There is a new movement kicking off in North Minneapolis and it’s centered on the health and wellness of African Americans. The initiative started with the “Live Your Healthy Lyfe” Block Party that took place last weekend, August 20.
With such attractions and headliners as local comedian Bruce Leroy, who emceed the event; musical guests Lewie Blaze, Bdotcroc, and Jamela Pettiford, to name a few, the event was an opportunity for the community to be entertained while learning about health initiatives.
Teto Wilson, the owner of Wilson’s Image and Barbershop, got things rolling and has garnered multiple partners including certified health organizations like NorthPoint Health & Wellness among others.
Most know Wilson, who moved to Minnesota 22 years ago this August, from his barbershop located in North Minneapolis. But in the last few years, he has expanded his professional repertoire to include Wilson’s Image College Scholarships, a nonprofit that is focused on funding collegebound African American students on the city’s North Side.
This project has grown substantially since 2018 when Wilson started it in response to the barriers his daughter encountered when applying for scholarships. “So, it actually went from me giving $500 to two different students. It ended up being that first year that we gave out $5,000 to five different students,” Wilson said. “And since then, we’ve given out over $20,000 to 18 different African American scholars.”
During the height of the COVID-19 pandemic, Wilson Image Barbershop was transformed into a COVID-19 vaccine clinic. “I want for people to know that Wilson’s Image is not just a place where they can come and get a haircut—we’re very intentional about serving our community,” Wilson said.
In addition to the above-mentioned initiatives, Wilson’s shop has also served as a space for sickle cell research, and as a community conversation space regarding socio-economic issues in the Black community.
The “Live Your Healthy Lyfe” block party can be seen as another manifestation of Wilson’s willingness to address community issues. His idea for the block party really started in late 2019, early 2020, but as Wilson stated, “COVID came in and took all that away. Nobody wanted to meet up during COVID. It was not an option.” So, he waited until the time was right.
That waiting period unintentionally helped Wilson set up valuable relationships that could further the event’s goal. “What ended up happening is during the time when we turned the barber shop into a vaccine clinic, [I was able to] meet all these doctors and health professionals.

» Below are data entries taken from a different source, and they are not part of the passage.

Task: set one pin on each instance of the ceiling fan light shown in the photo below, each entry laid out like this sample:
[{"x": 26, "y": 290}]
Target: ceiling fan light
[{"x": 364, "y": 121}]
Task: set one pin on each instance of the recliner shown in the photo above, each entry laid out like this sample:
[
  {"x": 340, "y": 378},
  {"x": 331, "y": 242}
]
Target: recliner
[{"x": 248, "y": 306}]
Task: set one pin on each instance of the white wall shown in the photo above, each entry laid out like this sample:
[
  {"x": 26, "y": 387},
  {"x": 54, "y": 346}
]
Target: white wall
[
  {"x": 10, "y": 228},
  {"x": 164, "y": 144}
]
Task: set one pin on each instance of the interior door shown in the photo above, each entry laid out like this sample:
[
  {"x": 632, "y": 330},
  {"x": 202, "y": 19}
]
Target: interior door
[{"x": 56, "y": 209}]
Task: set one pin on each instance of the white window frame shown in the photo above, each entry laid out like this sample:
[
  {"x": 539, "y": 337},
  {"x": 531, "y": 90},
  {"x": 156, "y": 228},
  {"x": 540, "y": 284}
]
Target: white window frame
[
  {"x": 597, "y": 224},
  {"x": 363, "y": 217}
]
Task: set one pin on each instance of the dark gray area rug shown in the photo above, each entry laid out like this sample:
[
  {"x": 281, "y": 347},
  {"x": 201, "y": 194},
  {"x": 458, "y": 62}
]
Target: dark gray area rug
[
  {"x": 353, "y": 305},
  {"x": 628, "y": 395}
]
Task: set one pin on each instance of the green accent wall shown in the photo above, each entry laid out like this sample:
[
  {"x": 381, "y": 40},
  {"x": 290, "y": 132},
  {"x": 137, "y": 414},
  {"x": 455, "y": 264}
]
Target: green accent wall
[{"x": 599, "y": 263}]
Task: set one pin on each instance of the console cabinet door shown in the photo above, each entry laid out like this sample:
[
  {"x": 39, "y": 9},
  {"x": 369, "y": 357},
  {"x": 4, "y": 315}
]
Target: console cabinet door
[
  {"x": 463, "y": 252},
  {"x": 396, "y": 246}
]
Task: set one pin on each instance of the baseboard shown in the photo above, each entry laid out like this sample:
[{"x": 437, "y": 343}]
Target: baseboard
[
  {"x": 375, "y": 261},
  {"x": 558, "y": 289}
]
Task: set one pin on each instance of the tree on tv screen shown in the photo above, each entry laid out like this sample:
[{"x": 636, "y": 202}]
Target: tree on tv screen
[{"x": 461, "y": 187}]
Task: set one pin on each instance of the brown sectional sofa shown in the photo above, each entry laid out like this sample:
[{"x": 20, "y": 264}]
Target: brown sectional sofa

“And, you know, I had a contract with the Minnesota Department of Health and Black Nurses Rock Foundation. [I was] meeting doctors and nurses, from different departments, different organizations,” Wilson continued. “So, [I’m] meeting all these different health professionals, and I’m thinking to myself, you know, ‘there’s something more that can be done here.’”
Speaking on the lack of healthy food options, Wilson stated, “If [people in North Minneapolis] want to have some healthy food, they really have to get outside of North Minneapolis.” So, in order to combat the problem, Wilson stated, “I wanted to have an event where we brought in 10 to 15 healthy food trucks.
“You know, just have people come out and explore their options, get some ideas and try the different types of foods, whether it’s, you know, like completely vegan, gluten-free, or even meatless options.”
Some of the food vendors at the event included The Bougie Waffle, Flame Mobile Kitchen, Drew’s Memphis Style Wings, Nadia’s Jamaican Catering, The Brown Pan & Grill, Big Bell Ice Cream and Life Juices.
Wilson is one of many community leaders concerned about healthy eating, and one of the ways he’s been able to get organizations on board is through the customers of his barbershop. For example, James Burroughs II, senior vice president of the Children’s Hospital, is a client of Wilson’s Barbershop and arranged for Wilson to meet with hospital officials to discuss issues of health equity in the Black community.
Numerous other notable health and equity leaders and activists like Dr. Zeke McKinney (HealthPartners, Twin Cities Medical Association) and Tiffani Daniels (Minnesota Business Coalition for Racial Equity) are together transforming the idea of healthy living from a barbershop conversation topic to a movement in North Minneapolis.
Angela Rose Myers is a contributing writer at the Minnesota Spokesman-Recorder.